It can be a real nightmare when the players have more specialised knowledge than the GM about something important. I remember once a science fiction game where the GM was a historian and all the players had science degrees. Generally at least once a session we ended up ripping apart what he was saying - not because we were trying to be bastards, but we just couldn't stop ourselves.

So don't play what you know. For a smooth-running game, always know less than your GM does about important stuff in the game - or if you can't manage that, at least about stuff that's central to your character.

Don't carry characters from game to game.

Sometimes people turn up to my games and pull out a character sheet from some other game, and they expect to play that character in my game. What do they think they're doing? If that character's been played in someone else's game, then he's been in a different gameworld where different things have happened. That character might have seen things happen which I would never allow to happen in my gameworld, because different GMs run the same game differently. But there's a more fundamental problem than that.

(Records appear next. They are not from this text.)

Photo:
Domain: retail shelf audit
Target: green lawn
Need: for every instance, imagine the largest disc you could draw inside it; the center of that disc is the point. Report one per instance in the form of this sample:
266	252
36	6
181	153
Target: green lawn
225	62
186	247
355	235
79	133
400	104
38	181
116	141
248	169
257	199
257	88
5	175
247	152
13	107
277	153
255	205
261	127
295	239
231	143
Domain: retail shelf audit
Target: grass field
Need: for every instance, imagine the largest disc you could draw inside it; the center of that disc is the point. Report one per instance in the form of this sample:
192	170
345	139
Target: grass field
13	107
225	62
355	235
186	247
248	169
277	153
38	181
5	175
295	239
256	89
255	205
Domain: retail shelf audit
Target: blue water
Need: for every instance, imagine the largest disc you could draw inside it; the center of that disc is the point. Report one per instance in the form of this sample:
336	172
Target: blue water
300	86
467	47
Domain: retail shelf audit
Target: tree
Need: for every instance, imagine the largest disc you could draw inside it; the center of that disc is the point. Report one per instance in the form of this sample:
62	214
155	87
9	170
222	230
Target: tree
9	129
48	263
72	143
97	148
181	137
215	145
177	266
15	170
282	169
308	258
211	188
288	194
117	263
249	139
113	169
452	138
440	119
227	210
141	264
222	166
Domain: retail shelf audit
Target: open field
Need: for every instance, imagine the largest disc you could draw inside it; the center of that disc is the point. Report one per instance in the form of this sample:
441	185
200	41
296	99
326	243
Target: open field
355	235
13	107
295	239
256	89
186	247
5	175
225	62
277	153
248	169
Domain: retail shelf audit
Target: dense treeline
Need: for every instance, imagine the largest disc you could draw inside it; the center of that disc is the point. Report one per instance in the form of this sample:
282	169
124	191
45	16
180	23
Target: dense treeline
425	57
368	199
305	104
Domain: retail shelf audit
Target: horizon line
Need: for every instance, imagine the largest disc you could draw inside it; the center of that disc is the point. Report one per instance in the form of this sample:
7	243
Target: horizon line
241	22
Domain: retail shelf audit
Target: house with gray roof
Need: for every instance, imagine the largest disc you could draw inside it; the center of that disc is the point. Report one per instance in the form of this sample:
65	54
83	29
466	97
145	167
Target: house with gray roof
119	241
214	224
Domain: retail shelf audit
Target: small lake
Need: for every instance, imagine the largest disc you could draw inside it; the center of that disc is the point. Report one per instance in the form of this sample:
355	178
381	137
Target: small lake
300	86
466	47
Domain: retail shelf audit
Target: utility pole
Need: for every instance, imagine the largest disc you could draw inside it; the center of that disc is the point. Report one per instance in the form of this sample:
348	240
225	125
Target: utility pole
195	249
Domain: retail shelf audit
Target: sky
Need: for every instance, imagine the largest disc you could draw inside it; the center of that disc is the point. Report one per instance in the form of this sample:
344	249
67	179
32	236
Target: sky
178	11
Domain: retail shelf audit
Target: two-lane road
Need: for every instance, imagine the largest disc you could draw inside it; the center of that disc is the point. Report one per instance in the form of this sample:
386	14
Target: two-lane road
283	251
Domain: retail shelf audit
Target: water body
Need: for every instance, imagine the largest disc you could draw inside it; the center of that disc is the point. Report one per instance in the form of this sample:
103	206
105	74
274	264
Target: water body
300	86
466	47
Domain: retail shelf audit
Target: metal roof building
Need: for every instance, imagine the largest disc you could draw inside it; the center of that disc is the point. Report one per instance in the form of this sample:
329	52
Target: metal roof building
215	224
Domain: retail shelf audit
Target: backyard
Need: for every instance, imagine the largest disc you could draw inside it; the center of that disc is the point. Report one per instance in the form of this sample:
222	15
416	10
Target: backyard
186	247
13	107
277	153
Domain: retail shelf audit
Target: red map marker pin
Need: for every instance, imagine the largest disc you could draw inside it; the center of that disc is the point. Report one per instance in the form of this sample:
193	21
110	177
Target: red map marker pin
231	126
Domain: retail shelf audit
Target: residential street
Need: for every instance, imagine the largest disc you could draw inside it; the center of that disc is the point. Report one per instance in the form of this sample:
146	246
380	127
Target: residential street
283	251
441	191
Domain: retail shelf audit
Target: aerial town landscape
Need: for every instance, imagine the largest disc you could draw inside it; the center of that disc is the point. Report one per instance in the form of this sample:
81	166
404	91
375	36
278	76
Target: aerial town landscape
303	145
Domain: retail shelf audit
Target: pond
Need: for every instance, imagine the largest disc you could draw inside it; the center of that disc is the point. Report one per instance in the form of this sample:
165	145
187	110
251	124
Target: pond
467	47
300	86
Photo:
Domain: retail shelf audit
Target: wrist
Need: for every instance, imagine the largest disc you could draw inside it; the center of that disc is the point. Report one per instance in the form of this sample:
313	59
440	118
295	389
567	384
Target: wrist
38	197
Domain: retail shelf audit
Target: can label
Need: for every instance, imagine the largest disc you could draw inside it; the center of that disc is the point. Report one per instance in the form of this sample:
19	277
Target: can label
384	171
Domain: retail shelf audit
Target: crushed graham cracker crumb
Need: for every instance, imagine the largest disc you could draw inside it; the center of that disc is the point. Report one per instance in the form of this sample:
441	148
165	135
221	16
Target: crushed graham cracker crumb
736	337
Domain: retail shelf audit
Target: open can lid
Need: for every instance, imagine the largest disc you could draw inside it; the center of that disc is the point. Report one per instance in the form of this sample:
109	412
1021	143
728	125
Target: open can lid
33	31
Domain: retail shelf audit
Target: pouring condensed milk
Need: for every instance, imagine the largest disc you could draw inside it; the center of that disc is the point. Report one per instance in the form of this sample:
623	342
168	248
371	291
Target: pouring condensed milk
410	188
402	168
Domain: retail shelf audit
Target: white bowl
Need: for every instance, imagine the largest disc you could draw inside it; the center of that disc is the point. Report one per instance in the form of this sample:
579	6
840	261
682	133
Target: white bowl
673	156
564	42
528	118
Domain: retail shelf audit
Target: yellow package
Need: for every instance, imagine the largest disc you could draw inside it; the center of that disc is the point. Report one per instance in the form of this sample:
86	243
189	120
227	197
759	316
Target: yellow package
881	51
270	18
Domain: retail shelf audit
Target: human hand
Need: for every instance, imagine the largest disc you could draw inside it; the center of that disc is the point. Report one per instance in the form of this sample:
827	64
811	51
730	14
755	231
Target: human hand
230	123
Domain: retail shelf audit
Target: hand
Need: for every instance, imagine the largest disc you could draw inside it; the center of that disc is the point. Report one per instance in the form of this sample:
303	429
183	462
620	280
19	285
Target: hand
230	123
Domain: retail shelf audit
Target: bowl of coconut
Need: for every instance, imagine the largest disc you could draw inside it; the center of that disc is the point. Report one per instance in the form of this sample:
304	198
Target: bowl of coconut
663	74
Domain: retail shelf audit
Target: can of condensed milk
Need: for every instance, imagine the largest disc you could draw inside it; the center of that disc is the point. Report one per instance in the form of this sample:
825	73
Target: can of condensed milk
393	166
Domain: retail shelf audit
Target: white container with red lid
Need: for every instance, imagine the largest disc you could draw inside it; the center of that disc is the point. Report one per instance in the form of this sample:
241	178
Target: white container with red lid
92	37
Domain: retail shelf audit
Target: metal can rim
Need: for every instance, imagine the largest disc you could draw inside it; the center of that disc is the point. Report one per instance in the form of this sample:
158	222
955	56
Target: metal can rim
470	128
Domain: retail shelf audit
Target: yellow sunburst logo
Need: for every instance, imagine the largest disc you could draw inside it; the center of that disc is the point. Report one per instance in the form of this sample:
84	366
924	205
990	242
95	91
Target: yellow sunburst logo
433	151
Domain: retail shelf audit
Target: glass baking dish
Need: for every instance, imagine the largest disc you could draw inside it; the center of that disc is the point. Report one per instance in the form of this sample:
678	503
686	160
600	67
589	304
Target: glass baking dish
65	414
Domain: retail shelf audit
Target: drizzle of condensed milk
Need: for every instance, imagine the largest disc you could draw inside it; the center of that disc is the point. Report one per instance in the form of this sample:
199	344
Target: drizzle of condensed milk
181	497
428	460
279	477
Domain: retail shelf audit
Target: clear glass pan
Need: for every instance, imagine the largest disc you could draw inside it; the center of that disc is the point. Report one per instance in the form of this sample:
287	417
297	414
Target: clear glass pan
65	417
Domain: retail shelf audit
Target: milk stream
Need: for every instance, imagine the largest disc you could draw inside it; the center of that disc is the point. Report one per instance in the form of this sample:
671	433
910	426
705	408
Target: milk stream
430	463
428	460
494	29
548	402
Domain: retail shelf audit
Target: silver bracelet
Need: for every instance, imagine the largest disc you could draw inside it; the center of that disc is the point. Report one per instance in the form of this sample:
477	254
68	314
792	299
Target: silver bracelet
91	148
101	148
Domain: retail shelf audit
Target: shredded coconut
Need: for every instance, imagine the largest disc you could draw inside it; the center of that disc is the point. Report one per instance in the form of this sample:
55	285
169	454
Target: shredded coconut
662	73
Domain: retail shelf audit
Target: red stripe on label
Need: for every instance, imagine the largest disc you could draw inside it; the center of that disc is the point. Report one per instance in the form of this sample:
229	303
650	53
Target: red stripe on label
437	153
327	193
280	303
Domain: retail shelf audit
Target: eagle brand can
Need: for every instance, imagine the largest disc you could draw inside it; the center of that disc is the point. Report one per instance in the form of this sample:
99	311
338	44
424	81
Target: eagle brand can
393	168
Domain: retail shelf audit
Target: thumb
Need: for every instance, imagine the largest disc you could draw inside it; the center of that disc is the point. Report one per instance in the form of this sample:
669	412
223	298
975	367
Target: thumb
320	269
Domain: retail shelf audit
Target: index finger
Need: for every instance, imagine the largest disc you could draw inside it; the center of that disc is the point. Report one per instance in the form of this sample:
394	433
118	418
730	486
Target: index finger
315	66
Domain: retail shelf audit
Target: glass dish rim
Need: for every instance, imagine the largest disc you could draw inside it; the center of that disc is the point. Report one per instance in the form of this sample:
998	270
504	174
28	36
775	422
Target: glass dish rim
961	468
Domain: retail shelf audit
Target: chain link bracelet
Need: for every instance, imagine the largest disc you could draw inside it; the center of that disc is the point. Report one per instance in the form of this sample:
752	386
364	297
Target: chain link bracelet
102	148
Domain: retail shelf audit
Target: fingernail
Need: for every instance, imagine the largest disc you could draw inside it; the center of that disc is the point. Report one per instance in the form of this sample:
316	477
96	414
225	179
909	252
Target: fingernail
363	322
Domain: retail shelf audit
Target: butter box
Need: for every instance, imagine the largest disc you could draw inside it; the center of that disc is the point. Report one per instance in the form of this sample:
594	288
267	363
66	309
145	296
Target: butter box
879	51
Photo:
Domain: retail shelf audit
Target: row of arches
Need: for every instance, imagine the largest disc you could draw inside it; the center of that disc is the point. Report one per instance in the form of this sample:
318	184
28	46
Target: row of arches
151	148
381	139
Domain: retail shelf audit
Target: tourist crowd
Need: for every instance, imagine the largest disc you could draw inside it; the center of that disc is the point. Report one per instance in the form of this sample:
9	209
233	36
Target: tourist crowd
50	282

Suppose I run a game of Call of Cthulhu, and I use a commercial scenario called The Oozing Horror in which Old Man Wilkins has summoned up some hideous thing in his isolated farm near Dunwich. My players do the scenario, they go to the farm, and they kill the horror and Wilkins. Then a new player, Jim, joins the group with his old character Merkin Spile, Private Eye. Later on it turns out that Merkin Spile was himself part of a group of investigators which went to that same farm near Dunwich and killed the same Wilkins and the same creature on the same day that my party was doing it. That clearly can't happen. You see, my original group, and the group that Jim played in, were playing in different but parallel gameworlds. These two worlds were strongly similar: they contained the same farm, occupied by the same Wilkins and the same horror. But different things happened in them: different parties of investigators did the same mission in the two gameworlds. You can't then have a character cross from one to the other with experiences which contradict this world's history. It's a basic violation of reality.

But I've come across rumours of abuses worse than this. There is a particularly despicable for of behaviour that I've heard of in that lowest of all forms of roleplayer, the AD&Der. I've heard tales of players running the same character in parallel in two different games, keeping the same equipment, experience points and everything from both. So, a player (call him Jim again) is playing a character in the games of two separate GMs, Bob (on Wednesdays) and Dave (on Saturdays). On Wednesday he's in Bob's game, and ends up in some sort of underground labyrinthe which is there in the game for no explainable reason (AD&Ders are inordinately fond of this sort of thing). The game ends with him deep in the bowels of the earth. Then on Saturday, he plays in Dave's game, and is wandering through some steamy jungle somewhere and robs an abandonned temple, finding several magic items. Then next Wednesday, he's back in Bob's game, and all these new items have mysteriously appeared in his backpack. During this session he gains the 500 experience points he needed to go up another level after Saturday's game, and picks up some treasure. Then on Saturday, he's mysteriously reached a new level, even though he was 500 EXP short at the end of the last session of this campaign, and he's got a load of treasure that he never had before.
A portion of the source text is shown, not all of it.